Kamiyoshihara Mitsuhiro, Igai Hitoshi, Kawatani Natsuko, Ibe Takashi
Department of General Thoracic Surgery, Maebashi Red Cross Hospital, 3-21-36 Asahi-cho, Maebashi, Gunma, 371-0014, Japan.
Surg Today. 2016 Jul;46(7):872-5. doi: 10.1007/s00595-015-1249-5. Epub 2015 Sep 21.

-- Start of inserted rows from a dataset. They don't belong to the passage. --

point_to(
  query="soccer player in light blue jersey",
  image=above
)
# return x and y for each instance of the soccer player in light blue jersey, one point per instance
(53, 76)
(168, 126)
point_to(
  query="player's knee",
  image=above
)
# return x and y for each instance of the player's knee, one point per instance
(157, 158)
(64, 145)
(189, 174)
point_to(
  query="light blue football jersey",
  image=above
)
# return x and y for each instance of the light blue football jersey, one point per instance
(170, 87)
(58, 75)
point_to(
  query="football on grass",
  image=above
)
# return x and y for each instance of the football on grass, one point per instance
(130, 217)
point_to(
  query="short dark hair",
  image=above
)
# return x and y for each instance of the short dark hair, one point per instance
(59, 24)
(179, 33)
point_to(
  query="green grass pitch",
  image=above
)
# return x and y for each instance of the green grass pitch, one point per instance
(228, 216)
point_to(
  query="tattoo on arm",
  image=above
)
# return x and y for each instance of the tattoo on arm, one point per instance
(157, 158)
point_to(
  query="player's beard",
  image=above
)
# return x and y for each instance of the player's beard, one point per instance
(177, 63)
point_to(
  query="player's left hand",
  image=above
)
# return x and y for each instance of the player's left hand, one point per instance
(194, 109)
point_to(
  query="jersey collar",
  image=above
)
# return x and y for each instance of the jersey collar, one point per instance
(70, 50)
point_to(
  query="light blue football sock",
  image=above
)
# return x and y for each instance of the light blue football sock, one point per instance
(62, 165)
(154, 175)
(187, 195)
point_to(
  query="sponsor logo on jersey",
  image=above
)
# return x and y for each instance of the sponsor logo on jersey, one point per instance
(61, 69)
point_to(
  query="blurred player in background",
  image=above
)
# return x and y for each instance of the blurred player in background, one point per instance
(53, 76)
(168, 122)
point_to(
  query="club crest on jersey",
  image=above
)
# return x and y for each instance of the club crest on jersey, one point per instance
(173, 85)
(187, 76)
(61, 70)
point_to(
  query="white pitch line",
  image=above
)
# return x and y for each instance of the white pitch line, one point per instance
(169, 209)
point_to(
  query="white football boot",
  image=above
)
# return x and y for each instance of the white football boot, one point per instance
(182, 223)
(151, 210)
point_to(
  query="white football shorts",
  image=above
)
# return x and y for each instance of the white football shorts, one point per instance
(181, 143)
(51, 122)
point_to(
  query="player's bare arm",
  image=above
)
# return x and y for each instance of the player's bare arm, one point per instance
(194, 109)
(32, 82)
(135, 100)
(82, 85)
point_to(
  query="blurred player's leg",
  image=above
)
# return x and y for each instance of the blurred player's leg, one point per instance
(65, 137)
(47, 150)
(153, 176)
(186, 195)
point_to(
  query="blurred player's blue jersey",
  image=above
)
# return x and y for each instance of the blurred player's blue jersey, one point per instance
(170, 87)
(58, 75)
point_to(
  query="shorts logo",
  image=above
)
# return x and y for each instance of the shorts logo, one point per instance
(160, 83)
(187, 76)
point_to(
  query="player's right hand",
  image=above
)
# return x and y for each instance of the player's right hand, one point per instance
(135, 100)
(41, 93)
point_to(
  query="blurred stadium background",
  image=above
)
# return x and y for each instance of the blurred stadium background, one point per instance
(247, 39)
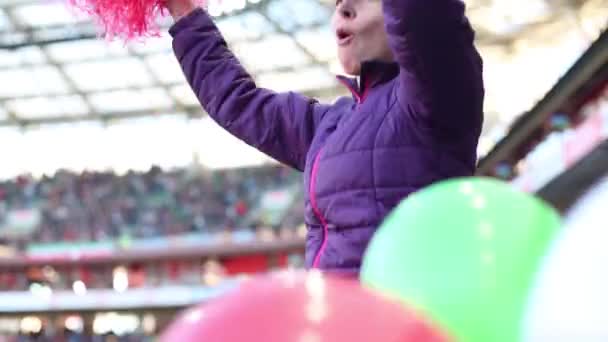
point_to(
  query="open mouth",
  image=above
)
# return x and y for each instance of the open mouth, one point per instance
(344, 37)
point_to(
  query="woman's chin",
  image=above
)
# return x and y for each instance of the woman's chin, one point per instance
(352, 69)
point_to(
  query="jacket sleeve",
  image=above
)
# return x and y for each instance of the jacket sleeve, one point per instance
(441, 82)
(279, 125)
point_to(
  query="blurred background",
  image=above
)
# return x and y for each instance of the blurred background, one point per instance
(122, 202)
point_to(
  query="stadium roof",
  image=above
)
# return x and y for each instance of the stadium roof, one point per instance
(55, 70)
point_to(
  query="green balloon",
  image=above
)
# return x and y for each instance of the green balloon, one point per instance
(464, 252)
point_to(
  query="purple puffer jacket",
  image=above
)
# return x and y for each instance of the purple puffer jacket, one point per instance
(410, 124)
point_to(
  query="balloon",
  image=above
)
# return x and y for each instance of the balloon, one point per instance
(298, 307)
(464, 251)
(570, 299)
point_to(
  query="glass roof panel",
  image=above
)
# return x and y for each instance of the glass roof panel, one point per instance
(32, 81)
(184, 94)
(320, 42)
(152, 45)
(31, 55)
(5, 22)
(165, 68)
(82, 50)
(45, 107)
(290, 15)
(109, 74)
(130, 100)
(46, 14)
(3, 114)
(276, 51)
(249, 25)
(313, 78)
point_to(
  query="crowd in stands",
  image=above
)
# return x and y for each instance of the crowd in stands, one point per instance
(94, 206)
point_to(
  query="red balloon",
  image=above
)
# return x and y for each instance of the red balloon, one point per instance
(301, 307)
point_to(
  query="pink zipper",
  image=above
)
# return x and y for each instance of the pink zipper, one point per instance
(315, 209)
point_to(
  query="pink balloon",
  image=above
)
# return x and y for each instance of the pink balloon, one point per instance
(301, 307)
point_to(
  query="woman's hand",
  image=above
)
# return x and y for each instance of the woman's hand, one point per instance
(181, 8)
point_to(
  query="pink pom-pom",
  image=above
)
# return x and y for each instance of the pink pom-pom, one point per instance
(126, 19)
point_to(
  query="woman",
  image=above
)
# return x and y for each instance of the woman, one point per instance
(414, 117)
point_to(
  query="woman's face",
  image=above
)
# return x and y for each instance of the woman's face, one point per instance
(360, 34)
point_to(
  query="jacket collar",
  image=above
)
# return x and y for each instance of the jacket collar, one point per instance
(372, 74)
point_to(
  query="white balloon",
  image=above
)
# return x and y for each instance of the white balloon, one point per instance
(570, 299)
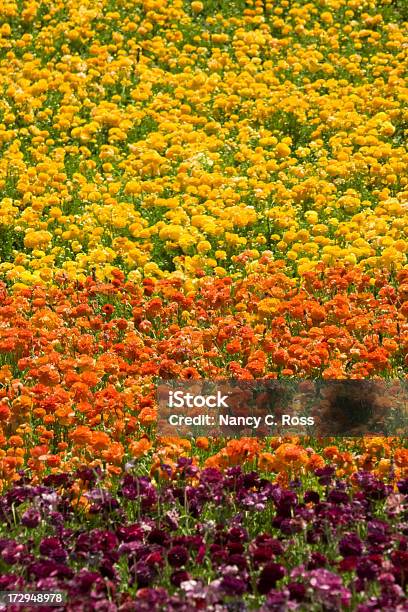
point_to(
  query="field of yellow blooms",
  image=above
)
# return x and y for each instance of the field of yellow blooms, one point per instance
(190, 190)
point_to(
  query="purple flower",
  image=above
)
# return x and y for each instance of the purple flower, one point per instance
(311, 497)
(31, 518)
(130, 533)
(317, 560)
(232, 585)
(52, 548)
(47, 567)
(351, 545)
(177, 556)
(139, 488)
(158, 536)
(297, 591)
(403, 486)
(368, 568)
(179, 576)
(269, 576)
(84, 580)
(325, 475)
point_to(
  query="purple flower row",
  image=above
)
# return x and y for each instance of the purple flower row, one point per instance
(208, 540)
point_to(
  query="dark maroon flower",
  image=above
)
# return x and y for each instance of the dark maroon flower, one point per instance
(351, 545)
(31, 518)
(47, 567)
(239, 561)
(348, 564)
(12, 552)
(297, 591)
(269, 576)
(237, 534)
(277, 601)
(52, 548)
(378, 532)
(368, 569)
(403, 486)
(286, 503)
(158, 536)
(338, 496)
(130, 533)
(290, 526)
(325, 475)
(235, 547)
(399, 559)
(177, 556)
(316, 560)
(311, 497)
(218, 554)
(84, 580)
(179, 576)
(143, 574)
(232, 585)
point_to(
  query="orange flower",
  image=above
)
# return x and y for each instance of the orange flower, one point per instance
(401, 457)
(100, 440)
(140, 447)
(81, 436)
(202, 443)
(148, 416)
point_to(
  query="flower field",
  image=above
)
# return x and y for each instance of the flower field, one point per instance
(211, 189)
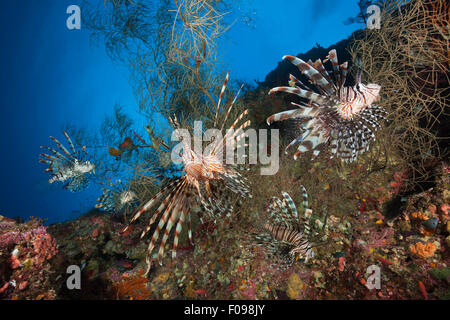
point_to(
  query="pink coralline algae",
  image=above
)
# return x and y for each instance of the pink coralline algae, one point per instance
(44, 247)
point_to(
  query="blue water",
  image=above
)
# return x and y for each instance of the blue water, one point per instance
(51, 76)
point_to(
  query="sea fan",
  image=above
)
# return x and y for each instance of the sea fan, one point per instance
(285, 238)
(342, 116)
(68, 167)
(206, 181)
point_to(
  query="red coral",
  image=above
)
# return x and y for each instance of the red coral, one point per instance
(44, 247)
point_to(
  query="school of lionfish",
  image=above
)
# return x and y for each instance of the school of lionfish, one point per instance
(332, 115)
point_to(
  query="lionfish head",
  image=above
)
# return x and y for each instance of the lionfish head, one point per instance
(85, 167)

Most traumatic diaphragmatic tears are located centrally or radially and may be amenable to repair by direct suturing or suturing with a surgical patch. However, diaphragmatic tears, such as those immediately adjacent to the costal margin, are uncommon. We describe how we repaired this type of tear using a needle loop retractor to pass a 2-0 braided suture through the chest wall on both sides of the rib to suture the torn diaphragm to the chest wall. Our technique is more physiologically and anatomically consistent than previously reported techniques. We have termed this technique the "lifting-up method", which we believe to be an easy and useful technique for repairing traumatic diaphragmatic injuries with no seam allowance.
大多数创伤性膈肌撕裂位于中央或呈放射状,可通过直接缝合或用手术补片缝合进行修复。然而,如紧邻肋缘的膈肌撕裂并不常见。我们描述了如何使用针环牵开器将一根2-0编织缝线穿过肋骨两侧的胸壁,将撕裂的膈肌缝合到胸壁,以此修复此类撕裂。我们的技术在生理和解剖学上比先前报道的技术更为一致。我们将此技术称为“提起法”,我们认为这是一种修复创伤性膈肌损伤的简便实用技术,且无需预留缝合余量。